4. EDSBS to CBS? In the wake of the block-buster (for the sports blogosphere at least) deal between NBC and Pro Football Talk, might CBS Sports be interested in the blog run by a good Mr. Swindle just mentioned?
5. Maybe, Definitely; Brett Favre is coming back. So says Shutdown Corner after watching John Madden's adopted son on Joe Buck's new show. (Which had a rather interesting opening episode, featuring Artie Lange.) I don't have Favre rated all that highly, but I suppose from the Vikes' perspective the question is merely, "Is he better than Sage Rosenfels and Tarvaris Jackson?"
6. Lane Kiffin death-watch. The verdict from around the web is increasingly in, and it is that Lane Kiffin must be insane and there is no way the Volunteers can succeed, and that he cannot be credited with knowing what he is doing. For some of the best weigh-ins on this, see Dawg Sports, mgoblog, and Senator "I just don't get it" Blutarsky. I am not sure if I completely agree, but I will say that, after watching the man commit NCAA infractions on national television in front of a live film crew, I find it difficult to imagine what he does think he is doing, exactly. And, surprisingly enough, he is beginning to make Al Davis look smart for firing him.

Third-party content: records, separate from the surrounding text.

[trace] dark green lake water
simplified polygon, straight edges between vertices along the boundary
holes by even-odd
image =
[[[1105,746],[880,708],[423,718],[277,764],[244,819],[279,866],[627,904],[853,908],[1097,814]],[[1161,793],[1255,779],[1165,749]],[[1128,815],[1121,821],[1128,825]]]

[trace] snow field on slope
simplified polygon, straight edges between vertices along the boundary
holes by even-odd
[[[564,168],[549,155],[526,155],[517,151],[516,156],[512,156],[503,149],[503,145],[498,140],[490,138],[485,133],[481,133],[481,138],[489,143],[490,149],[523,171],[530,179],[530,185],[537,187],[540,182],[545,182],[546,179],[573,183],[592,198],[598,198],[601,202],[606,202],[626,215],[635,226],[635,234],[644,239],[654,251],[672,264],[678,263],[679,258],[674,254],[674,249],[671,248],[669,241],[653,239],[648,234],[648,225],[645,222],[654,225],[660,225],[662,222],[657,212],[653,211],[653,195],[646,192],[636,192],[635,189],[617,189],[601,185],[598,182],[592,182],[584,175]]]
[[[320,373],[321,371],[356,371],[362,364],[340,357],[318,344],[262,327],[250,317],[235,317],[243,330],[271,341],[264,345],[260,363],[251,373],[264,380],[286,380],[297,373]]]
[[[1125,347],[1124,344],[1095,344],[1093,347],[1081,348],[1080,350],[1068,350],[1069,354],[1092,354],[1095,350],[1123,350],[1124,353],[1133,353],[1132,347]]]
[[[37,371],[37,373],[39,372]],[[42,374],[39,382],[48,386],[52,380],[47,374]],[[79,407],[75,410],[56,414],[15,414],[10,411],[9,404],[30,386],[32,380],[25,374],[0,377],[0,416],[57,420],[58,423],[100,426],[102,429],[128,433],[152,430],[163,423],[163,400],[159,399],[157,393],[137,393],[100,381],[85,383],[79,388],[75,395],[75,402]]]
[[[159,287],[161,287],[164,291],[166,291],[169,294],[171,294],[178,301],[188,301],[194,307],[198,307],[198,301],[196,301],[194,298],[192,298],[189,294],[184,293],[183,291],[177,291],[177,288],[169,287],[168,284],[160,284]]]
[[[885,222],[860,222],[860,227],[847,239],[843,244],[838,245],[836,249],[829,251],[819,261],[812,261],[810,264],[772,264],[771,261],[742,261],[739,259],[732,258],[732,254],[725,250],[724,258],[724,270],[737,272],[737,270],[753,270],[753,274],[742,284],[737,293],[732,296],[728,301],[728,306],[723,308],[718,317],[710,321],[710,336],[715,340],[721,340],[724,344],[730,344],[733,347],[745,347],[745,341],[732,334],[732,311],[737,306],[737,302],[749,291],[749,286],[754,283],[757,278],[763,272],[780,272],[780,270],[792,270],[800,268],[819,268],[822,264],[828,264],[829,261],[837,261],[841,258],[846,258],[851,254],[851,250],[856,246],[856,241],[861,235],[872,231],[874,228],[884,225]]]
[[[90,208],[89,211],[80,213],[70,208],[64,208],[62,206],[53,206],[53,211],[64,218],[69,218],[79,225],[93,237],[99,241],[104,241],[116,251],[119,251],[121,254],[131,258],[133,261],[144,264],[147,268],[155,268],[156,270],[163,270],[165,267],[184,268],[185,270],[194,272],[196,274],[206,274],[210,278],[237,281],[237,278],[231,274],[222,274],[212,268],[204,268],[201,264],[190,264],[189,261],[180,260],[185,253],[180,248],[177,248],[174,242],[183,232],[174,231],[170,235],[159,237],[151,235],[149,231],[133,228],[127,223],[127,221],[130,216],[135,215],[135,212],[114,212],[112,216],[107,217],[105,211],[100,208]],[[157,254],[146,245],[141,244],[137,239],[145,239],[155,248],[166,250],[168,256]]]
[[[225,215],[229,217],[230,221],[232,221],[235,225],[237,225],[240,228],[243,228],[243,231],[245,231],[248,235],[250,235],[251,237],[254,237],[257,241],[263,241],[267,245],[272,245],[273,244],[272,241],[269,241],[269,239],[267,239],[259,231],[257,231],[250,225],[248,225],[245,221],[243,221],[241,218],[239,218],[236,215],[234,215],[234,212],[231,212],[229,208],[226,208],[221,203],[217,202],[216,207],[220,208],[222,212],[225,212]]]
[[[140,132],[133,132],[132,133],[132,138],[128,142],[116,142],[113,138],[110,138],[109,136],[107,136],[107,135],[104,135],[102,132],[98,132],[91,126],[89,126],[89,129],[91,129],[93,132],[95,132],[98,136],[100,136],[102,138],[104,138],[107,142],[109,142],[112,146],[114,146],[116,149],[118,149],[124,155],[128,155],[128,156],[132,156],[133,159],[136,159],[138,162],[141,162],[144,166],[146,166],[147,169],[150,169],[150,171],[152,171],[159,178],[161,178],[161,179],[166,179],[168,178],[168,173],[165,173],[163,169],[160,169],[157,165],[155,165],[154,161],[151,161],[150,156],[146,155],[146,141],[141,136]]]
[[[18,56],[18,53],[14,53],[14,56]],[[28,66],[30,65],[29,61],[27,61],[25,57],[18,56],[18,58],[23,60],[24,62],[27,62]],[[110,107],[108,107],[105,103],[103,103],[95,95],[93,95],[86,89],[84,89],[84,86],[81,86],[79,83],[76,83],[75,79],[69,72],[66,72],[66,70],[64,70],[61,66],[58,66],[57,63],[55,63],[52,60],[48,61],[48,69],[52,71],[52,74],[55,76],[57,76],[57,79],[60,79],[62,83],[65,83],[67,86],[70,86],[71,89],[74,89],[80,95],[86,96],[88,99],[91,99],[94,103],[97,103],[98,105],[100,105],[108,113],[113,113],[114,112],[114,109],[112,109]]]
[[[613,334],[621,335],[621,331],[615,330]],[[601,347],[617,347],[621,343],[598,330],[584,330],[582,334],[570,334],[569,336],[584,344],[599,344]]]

... But ... but . . . his coaching staff is so credentialed. How can Jim Chaney, Orgeron, and Monte Kiffin not know about this? Not have an opinion? Why would they accept this job if they didn't think this was going to work? Why can't they, apart from their supreme leader, make it work?
Maybe Lane will turn it around, maybe he'll be proved a genius. But his tenure at Tennessee might be a study in management, as much as anything else. If a sort of CEO-style figurehead head coach had Kiffin's staff -- like Joe Paterno, for example -- I think everyone would have to assume that it was all going to work. There might be benefit in Kiffin's just getting out of the way. But that's not his style, and it is ambiguous right now what exactly he's bringing to the table. Maybe the excitement and all that is enough, though. Time will tell. Very bizarre though. But so long as they have that staff, you can't count them out.
7. Tweetin'. Smart Football is on twitter now. Sign up and check it out.
2 comments:
Yeah, Lil' Kiffin sometimes seems like a turtle on a post, but one need only look at (A) his team of aforementioned coordinators, and (B) his recruiting resume from USC: three years, three number one classes.
Actually, Homyrrh, that is the exact point many people are trying to make, that a group of individually praised recruiters does not equal a championship team. How many times does the name Ron Zook need to be mentioned before it finally sinks in?